È in questo periodo, anche e soprattutto per effetto del crollo del regime sovietico e dei suoi satelliti, simboleggiato, nel caso italiano, dai continui sbarchi di cittadini albanesi sulle coste pugliesi, che avviene un mutamento significativo della percezione dei flussi migratori: molte delle politiche successive alla legge Martelli, anche mancate, come il decreto Dini del 1995, saranno condizionate dall’emergere nell’opinione pubblica di un orientamento negativo nei confronti degli immigrati. Negli anni seguenti si susseguirono leggi e decreti atti a sanare le lacune esistenti all’interno della legge Martelli: nel 1992 una nuova legge sulla cittadinanza innalzò a 10 anni di continua residenza legale il termine per la naturalizzazione dei cittadini stranieri, mentre nel 1993 furono approvate la legge Mancino, contro xenofobia e discriminazione ed il decreto Conso, il quale introduceva nuovi reati ascrivibili agli stranieri e modificava la procedura di espulsione. Nel corso del 1995 fu approvato un decreto legge, poi convertito nella legge n. 563/1995, c.d. legge Puglia, il quale decretava l’apertura, per gli anni 1995, 1996 e 1997, di Centri di accoglienza lungo la costa pugliese: tale legge è stata di volta in volta prorogata ed ancora oggi costituisce le fondamenta del sistema di prima accoglienza italiano.
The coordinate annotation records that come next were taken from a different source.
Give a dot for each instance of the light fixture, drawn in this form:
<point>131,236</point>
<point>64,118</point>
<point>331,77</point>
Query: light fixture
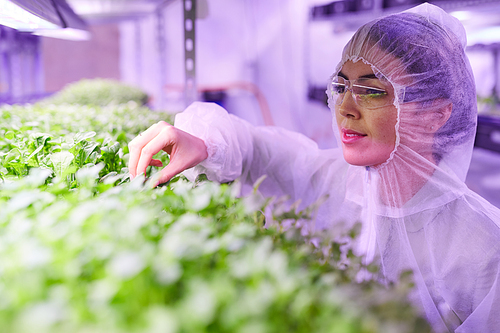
<point>13,16</point>
<point>50,18</point>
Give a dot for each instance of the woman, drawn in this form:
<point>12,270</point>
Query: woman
<point>404,101</point>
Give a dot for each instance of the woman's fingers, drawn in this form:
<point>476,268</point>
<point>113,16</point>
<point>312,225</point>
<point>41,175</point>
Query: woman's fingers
<point>156,163</point>
<point>185,150</point>
<point>138,143</point>
<point>164,138</point>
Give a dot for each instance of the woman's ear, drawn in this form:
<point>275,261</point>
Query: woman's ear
<point>439,114</point>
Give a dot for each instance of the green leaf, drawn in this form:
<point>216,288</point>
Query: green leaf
<point>61,161</point>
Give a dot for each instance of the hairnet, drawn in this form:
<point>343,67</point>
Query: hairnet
<point>422,53</point>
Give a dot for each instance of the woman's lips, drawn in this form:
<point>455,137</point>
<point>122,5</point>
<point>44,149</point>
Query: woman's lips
<point>350,136</point>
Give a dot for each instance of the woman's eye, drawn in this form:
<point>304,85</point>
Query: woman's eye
<point>338,88</point>
<point>373,92</point>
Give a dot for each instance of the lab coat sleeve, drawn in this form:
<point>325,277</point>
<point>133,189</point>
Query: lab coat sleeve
<point>293,164</point>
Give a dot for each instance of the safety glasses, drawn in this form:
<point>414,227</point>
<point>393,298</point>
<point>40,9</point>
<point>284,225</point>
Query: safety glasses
<point>367,93</point>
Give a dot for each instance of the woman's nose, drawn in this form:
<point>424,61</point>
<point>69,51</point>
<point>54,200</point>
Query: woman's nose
<point>348,108</point>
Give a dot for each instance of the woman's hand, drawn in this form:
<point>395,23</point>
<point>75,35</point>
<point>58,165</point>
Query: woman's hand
<point>185,151</point>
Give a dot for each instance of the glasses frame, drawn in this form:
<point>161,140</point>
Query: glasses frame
<point>351,85</point>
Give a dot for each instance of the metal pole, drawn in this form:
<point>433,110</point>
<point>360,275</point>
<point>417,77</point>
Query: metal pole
<point>160,32</point>
<point>190,93</point>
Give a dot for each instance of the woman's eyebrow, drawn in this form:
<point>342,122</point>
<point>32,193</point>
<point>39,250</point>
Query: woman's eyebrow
<point>367,76</point>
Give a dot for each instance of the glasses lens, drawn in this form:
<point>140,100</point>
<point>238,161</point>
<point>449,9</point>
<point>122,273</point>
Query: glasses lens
<point>367,93</point>
<point>338,91</point>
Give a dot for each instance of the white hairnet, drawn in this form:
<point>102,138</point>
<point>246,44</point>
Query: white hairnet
<point>415,209</point>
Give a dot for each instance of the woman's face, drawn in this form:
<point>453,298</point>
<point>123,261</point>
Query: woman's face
<point>368,136</point>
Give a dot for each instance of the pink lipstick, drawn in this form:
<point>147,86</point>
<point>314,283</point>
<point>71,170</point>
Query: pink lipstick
<point>349,136</point>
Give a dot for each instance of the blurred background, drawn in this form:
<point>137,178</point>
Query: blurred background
<point>267,61</point>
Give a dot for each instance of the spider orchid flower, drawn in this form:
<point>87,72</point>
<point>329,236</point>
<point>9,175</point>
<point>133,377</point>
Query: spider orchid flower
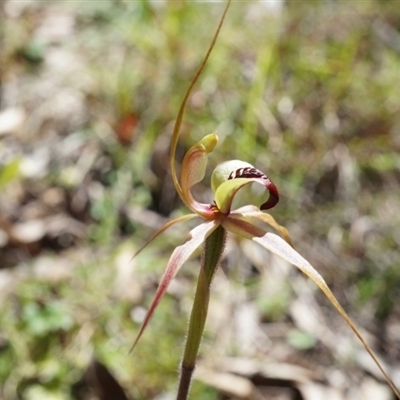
<point>218,218</point>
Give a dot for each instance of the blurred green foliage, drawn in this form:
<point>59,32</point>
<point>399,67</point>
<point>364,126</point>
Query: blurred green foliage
<point>308,94</point>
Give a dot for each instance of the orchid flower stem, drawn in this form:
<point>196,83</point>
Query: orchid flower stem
<point>212,252</point>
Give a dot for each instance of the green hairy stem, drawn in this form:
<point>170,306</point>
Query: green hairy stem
<point>212,252</point>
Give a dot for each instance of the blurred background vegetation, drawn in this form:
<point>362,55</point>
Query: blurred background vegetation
<point>306,91</point>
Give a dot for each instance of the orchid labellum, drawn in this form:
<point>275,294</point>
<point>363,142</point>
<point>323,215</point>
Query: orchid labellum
<point>218,218</point>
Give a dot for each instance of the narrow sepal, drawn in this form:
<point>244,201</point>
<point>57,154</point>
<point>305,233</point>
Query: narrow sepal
<point>177,259</point>
<point>278,246</point>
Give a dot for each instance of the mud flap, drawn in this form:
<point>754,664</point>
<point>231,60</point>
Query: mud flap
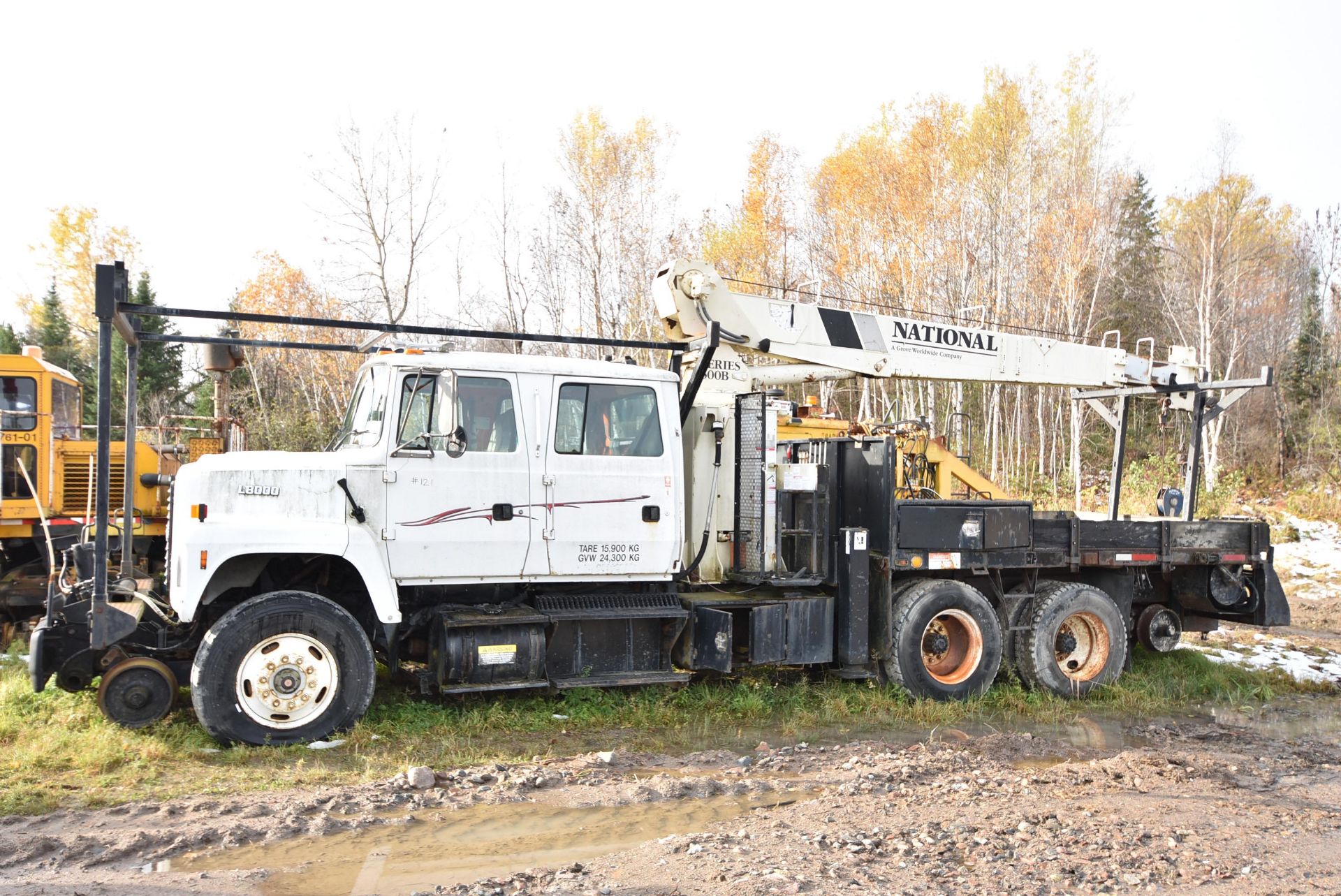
<point>36,673</point>
<point>1274,609</point>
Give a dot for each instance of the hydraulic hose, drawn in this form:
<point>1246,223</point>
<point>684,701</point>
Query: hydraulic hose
<point>718,431</point>
<point>726,335</point>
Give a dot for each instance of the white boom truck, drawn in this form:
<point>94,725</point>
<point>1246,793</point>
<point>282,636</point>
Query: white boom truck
<point>487,522</point>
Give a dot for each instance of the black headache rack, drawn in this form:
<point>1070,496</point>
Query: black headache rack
<point>103,622</point>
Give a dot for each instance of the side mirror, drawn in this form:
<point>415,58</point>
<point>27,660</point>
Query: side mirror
<point>446,419</point>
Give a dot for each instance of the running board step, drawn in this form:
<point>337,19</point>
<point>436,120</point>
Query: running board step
<point>620,679</point>
<point>599,640</point>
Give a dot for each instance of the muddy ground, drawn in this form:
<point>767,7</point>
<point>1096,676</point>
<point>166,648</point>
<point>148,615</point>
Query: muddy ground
<point>1201,804</point>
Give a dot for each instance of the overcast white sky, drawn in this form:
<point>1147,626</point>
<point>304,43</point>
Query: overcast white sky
<point>195,125</point>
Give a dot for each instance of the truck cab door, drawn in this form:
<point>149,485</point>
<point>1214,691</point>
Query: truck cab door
<point>462,518</point>
<point>609,483</point>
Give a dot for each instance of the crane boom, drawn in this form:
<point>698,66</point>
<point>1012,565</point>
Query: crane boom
<point>826,342</point>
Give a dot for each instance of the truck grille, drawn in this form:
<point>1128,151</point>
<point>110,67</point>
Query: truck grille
<point>75,497</point>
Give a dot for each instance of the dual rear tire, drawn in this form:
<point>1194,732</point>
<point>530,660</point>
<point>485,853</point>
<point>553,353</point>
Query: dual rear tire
<point>946,640</point>
<point>1074,639</point>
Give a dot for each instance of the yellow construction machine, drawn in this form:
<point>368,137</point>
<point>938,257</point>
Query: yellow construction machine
<point>927,467</point>
<point>47,480</point>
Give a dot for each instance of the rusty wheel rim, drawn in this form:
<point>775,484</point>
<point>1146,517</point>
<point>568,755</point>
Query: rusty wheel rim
<point>1083,647</point>
<point>953,647</point>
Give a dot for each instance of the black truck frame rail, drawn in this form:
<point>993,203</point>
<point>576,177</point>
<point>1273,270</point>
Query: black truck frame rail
<point>116,314</point>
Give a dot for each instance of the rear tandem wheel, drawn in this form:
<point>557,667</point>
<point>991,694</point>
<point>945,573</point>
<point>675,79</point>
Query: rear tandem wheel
<point>1076,640</point>
<point>946,640</point>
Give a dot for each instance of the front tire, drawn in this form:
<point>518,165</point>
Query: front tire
<point>285,667</point>
<point>946,642</point>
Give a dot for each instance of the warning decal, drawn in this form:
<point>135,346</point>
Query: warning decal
<point>497,654</point>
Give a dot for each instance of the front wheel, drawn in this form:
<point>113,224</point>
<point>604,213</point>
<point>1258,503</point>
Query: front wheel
<point>282,668</point>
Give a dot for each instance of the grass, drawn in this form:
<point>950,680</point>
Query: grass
<point>57,750</point>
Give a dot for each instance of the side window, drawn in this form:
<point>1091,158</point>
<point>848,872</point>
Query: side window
<point>485,411</point>
<point>13,482</point>
<point>17,403</point>
<point>65,411</point>
<point>619,422</point>
<point>485,408</point>
<point>419,395</point>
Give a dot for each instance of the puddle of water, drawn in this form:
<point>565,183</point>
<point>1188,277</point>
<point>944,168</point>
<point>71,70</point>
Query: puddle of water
<point>1317,718</point>
<point>1037,763</point>
<point>463,846</point>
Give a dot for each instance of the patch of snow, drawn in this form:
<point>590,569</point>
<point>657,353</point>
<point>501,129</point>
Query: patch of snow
<point>1277,655</point>
<point>1316,556</point>
<point>325,744</point>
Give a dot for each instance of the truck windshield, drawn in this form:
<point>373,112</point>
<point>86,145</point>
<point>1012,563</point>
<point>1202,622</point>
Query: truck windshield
<point>364,419</point>
<point>17,403</point>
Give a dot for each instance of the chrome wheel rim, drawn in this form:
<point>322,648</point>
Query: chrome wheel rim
<point>287,680</point>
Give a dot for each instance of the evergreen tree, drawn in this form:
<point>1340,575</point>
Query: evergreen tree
<point>1307,365</point>
<point>1131,293</point>
<point>160,362</point>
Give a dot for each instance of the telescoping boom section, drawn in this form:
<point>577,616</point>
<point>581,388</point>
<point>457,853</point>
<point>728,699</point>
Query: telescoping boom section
<point>491,522</point>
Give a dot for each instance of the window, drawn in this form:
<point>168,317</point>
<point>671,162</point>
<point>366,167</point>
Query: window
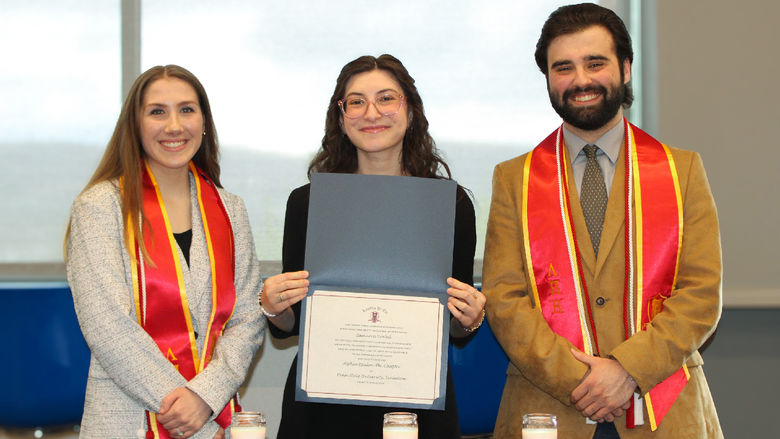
<point>60,91</point>
<point>269,68</point>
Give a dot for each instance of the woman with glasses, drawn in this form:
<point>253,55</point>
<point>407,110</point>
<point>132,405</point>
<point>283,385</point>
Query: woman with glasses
<point>375,124</point>
<point>163,270</point>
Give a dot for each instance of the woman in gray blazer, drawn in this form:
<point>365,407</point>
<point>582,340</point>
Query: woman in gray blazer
<point>164,275</point>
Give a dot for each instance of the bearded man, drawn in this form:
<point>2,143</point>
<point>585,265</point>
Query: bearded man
<point>602,259</point>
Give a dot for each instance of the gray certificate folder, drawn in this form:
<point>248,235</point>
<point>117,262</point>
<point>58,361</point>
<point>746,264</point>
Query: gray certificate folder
<point>380,234</point>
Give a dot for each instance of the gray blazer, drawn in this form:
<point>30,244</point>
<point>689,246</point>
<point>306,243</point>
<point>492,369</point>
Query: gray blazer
<point>128,374</point>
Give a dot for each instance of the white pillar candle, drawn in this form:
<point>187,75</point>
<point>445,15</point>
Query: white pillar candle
<point>247,432</point>
<point>399,432</point>
<point>540,433</point>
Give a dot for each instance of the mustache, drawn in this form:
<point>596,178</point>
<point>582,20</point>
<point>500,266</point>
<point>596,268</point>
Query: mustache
<point>591,88</point>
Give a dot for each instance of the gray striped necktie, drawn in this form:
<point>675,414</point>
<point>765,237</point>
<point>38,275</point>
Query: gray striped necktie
<point>593,196</point>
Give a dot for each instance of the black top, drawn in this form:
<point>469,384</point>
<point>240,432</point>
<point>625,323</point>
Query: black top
<point>305,419</point>
<point>184,239</point>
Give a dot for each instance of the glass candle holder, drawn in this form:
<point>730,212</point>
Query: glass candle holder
<point>247,425</point>
<point>540,426</point>
<point>399,425</point>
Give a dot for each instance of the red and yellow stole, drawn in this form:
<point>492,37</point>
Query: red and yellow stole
<point>555,266</point>
<point>161,302</point>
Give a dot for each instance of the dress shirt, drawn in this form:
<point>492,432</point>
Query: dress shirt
<point>609,148</point>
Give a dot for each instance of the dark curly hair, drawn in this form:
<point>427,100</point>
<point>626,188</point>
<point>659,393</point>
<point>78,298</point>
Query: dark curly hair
<point>419,157</point>
<point>575,18</point>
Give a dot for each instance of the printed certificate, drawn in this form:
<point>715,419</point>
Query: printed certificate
<point>374,326</point>
<point>379,347</point>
La legge Turco- Napolitano. Questa prima fase delle politiche di immigrazione del nostro Paese si esaurì nel 1998 con l’approvazione della legge n. 40 del 1998. La Turco – Napolitano fu la prima legge di immigrazione italiana di carattere generale, sistematica e non approvata in circostanze emergenziali; fra le maggiori novità introdotte da questa legge ci fu l’ampliamento e la maggiore definizione della programmazione dei flussi migratori, la quale venne integrata alla politica estera nazionale tramite un sistema di quote privilegiate a favore dei Paesi che collaboravano al rimpatrio di immigrati espulsi dall’Italia. Un grandissimo merito della nuova legge sull’immigrazione fu certamente l’introduzione all’interno del sistema normativo italiano del Testo Unico sull’immigrazione, più volte modificato, il quale concentrava al suo interno tutte le norme nazionali riguardanti questo settore, contribuendo a semplificare e rendere più snella ed ordinata la normativa italiana in materia. La legge Turco – Napolitano operò sia in ottica di un’integrazione lavorativa e sociale degli immigrati, tramite provvedimenti quali la previsione di ingresso per ricerca di lavoro, la costituzione di una carta di soggiorno per stabilizzare i residenti di lungo periodo e l’estensione delle cure sanitarie di base anche agli immigrati clandestini, sia potenziando le politiche di controllo ed espulsione, ritenute necessarie e complementari alle misure di integrazione e ai bisogni nazionali: vennero aumentati i casi nei quali l’irregolare espulso poteva essere passibile di accompagnamento alla frontiera, ed in più vennero previsti i centri di permanenza temporanea ed assistenza (CPT), nati per trattenere ed identificare gli immigrati ed eventualmente espellerli. La detenzione in questi centri, comminata per via amministrativa, era prevista per un massimo di 30 giorni, ed è stata oggetto di molte di critiche nel corso degli anni per la discrezionalità con la quale le forze dell’ordine sono incaricate di farne uso, ma anche per la severa restrizione dei diritti fondamentali che deriva dal prolungato trattenimento presso questi centri.